What It Means for You It is OK to not be OK
David was a warrior who killed thousands. He was a king with armies and resources. He was a poet of singular genius. He was, by God's own description, a man after God's own heart. And he was also a man who could not get out of bed under the weight of despair, who prayed until his throat dried out and heard nothing back, who complained to God with a directness that makes polite religious people uncomfortable.

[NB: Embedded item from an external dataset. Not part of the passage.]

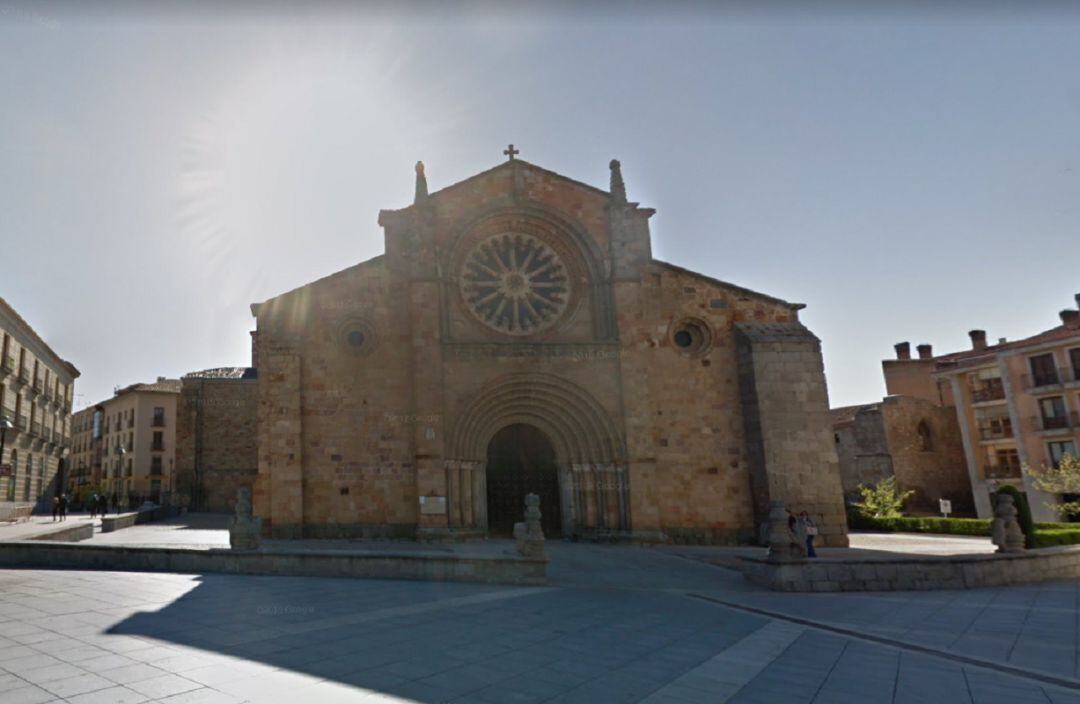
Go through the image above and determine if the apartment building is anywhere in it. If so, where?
[88,377,180,505]
[0,298,79,511]
[893,294,1080,520]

If David — with all of that — could be genuinely, deeply, psychologically undone by the weight of life, then you do not need to apologize for being undone by yours. The Psalms exist, in part, to give you permission. They give you language for feelings you may not have words for. If you have ever felt like Psalm 42 — soul cast down, unable to stop crying, surrounded by people asking where God is — David has already prayed those words for you. You are not the first. You are not alone.
David's strategy for surviving his depression was not exclusively spiritual. He had community: the mighty men who stayed loyal to him in the wilderness, the prophet Nathan who confronted him honestly, his friend Jonathan whose love was described as "wonderful, passing the love of women" (2 Samuel 1:26). Isolation made his darkness worse. Connection — with God and with people — was part of what brought him through.
If you are in a season of genuine depression, the Psalms are for you. So is professional help. Scripture and therapy are not in competition. David had advisors, counselors, and prophets speaking into his life. You are allowed to have yours. Bringing your honest pain to God in prayer and bringing your honest pain to a trusted counselor are both acts of faith, not signs of spiritual weakness.